El lugar, que antes de la masacre de Roma había sido un remanso de belleza y serenidad, era ahora una jaula dorada bajo estricta cuarentena de la Tonstaffel. La atmósfera de paz no había desaparecido; se había intensificado, volviéndose opresiva, casi nauseabunda. La perfección armónica de las calles, la simetría de los jardines, el canto de los pájaros mecánicos... todo parecía ahora una mentira, la sonrisa de un cadáver. Los pocos civiles que se atrevían a salir a la calle se movían con la lentitud de los sonámbulos, sus rostros iluminados por una serenidad vacía. Habían presenciado un milagro terrible, y una parte de ellos nunca había regresado.

Fékio caminó por esas calles silenciosas, un disonante en una sinfonía perfecta, hasta llegar a su destino: la imponente Catedral Armónica. Las puertas estaban abiertas. Y el sonido que emanaba de su interior no era el de una oración. Era el de una única y sostenida nota de órgano, una nota tan pura que parecía limpiar el aire a su alrededor.

Entró. La Monja estaba sentada frente al monumental Órgano Wanamaker, sus dedos danzando sobre el teclado de marfil, aunque solo una nota resonaba. No se giró al sentir su presencia. Sabía que vendría.

«Has vuelto, niño roto», dijo, su voz fundiéndose con la nota del órgano. «Has venido a pedirle a una sacerdotisa que te devuelva la fe que la ciencia te ha robado. Qué deliciosamente irónico».

Fékio se acercó, sus pasos resonando con una dureza profana en la sagrada acústica. «No he venido a rezar. He venido a entender», respondió, su voz más firme de lo que se sentía. «El Cántico Cismático. El Silenciamiento. ¿Qué era? ¿Un arma? ¿Una enfermedad?».

Dama Dirosse finalmente dejó de tocar. El silencio que siguió fue atronador. Se giró en el banco, y sus ojos, que en su primer encuentro estaban llenos de una serena devoción, ahora ardían con el fuego de una profeta que ha visto el rostro de su dios.

«¿Arma? ¿Enfermedad?», se echó a reír, un sonido como campanillas de cristal en un mausoleo. «Qué vocabulario tan... limitado. Lo que presenciaste, Fékio Scarlatti, no fue una anomalía. Fue una revelación. Fue el sonido del alma humana liberándose de la prisión de su carne imperfecta».
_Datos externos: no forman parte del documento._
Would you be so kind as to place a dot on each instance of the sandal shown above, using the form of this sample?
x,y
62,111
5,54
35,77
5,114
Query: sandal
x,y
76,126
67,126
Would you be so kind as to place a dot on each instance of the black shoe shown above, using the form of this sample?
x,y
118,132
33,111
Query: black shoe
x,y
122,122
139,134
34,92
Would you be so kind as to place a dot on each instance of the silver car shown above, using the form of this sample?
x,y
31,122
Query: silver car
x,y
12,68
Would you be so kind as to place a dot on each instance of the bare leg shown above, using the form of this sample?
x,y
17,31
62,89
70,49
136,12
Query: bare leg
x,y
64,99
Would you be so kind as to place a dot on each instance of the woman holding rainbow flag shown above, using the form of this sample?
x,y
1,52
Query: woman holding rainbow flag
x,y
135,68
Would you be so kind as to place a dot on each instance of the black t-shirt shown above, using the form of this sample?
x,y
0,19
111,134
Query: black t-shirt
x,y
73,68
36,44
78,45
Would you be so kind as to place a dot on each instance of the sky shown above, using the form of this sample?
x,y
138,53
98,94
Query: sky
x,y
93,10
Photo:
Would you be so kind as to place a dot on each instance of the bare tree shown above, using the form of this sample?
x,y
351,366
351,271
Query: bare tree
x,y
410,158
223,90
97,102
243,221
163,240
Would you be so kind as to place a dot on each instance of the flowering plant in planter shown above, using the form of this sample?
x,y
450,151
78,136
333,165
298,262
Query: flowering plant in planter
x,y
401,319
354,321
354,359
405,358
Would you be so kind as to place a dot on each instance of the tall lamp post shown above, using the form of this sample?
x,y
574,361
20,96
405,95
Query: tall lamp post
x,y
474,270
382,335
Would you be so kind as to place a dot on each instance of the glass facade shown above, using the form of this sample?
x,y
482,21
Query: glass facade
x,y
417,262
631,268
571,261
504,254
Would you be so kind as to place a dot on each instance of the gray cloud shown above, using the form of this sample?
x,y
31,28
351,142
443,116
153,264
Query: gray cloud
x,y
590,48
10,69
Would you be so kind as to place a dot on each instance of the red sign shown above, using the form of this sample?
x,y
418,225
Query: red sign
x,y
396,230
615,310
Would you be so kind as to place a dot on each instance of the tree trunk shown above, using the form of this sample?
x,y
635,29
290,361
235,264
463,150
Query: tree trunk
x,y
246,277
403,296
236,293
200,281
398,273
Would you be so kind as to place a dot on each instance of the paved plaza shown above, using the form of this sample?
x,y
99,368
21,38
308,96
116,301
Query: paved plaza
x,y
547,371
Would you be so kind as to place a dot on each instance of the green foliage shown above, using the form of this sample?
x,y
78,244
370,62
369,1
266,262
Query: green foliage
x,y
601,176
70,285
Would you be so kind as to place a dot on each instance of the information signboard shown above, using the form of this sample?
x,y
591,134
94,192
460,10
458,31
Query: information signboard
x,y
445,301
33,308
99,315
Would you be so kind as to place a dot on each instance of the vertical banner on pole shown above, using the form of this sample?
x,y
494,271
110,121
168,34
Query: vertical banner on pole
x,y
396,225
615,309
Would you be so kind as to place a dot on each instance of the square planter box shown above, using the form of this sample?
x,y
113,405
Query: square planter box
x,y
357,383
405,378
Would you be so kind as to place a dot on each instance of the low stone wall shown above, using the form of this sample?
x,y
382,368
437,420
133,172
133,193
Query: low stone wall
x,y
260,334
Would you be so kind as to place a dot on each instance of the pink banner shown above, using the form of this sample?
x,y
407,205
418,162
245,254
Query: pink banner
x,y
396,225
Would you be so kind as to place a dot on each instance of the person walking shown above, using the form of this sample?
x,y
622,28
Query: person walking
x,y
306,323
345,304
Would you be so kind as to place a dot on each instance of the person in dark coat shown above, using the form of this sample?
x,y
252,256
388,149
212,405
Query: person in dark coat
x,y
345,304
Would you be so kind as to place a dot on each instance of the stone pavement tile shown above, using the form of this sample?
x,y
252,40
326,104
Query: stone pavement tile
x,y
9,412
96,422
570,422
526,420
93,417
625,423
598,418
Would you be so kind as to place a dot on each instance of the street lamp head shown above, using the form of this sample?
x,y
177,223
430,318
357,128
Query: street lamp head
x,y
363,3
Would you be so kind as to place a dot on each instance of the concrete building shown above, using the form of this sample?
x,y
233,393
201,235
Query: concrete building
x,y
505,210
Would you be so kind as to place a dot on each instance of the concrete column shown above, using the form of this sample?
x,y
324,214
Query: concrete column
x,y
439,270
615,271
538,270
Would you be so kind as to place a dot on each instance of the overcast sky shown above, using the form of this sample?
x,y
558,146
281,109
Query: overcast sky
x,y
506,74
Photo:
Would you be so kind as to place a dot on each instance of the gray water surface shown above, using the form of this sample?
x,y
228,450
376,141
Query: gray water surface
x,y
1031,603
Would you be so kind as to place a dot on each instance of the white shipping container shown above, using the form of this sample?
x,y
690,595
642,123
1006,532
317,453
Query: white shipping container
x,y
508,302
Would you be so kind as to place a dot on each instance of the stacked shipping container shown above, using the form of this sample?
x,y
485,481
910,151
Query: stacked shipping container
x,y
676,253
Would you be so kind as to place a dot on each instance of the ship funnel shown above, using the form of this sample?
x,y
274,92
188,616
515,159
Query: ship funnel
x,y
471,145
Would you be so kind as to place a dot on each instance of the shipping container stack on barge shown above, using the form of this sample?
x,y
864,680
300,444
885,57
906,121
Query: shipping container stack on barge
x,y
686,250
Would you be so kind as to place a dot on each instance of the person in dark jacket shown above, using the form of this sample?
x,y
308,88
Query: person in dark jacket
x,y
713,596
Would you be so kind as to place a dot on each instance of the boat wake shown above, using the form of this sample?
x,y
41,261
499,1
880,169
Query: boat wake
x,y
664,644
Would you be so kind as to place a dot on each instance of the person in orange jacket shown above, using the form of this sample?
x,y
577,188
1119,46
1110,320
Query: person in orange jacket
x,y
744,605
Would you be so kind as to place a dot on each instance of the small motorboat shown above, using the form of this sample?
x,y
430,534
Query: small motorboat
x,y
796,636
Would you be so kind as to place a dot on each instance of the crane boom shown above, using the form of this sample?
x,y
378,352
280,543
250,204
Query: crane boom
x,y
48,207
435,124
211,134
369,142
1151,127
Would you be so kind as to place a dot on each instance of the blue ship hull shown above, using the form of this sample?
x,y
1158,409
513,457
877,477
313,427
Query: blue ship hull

Se levantó y caminó hacia él, sus movimientos fluidos, casi espectrales. «Buscas una cura, una respuesta científica. Buscas una frecuencia inversa, un contra-pulso. Crees que tu música perdida es una puerta que se ha cerrado y que necesitas encontrar la llave correcta para volver a abrirla». Se detuvo frente a él, su rostro a escasos centímetros del suyo. «Pobre y ciego niño. No has perdido una llave. Has perdido la capacidad de ver la cerradura».

Fékio se sintió atrapado, no por una amenaza física, sino por la pura fuerza de su convicción. Era una gravedad ideológica de la que no podía escapar.

«Pero… podría curarse. Podríamos revertirlo», insistió él, la voz de la razón luchando contra el misticismo enloquecedor de ella.

«¿Curar? ¿Por qué querrías curar la perfección? ¿Por qué querrías volver a meter a un ángel en una oruga?», preguntó ella. Lo rodeó, como un depredador estudiando a su presa. «El alma humana es música. La Sonata no es una fuerza externa que manipulamos; es el lenguaje de nuestro ser interior. Pero nuestros cuerpos, nuestras mentes, son instrumentos pobres. Distorsionan la canción, la llenan de la disonancia del miedo, la duda, el egoísmo».

Hizo un gesto hacia los vitrales, que mostraban escenas no de santos, sino de patrones armónicos perfectos. «El Cántico era una afinación. Una frecuencia que permitía a las almas más puras, a los verdaderos creyentes, vibrar en su verdadera frecuencia, deshaciéndose del ruido de su existencia física. Se convirtieron en pura canción. Se convirtieron en Serafines. Fue… la ascensión».

Fékio pensó en la gente desintegrada, en los Compositores borrados. «Fue una masacre».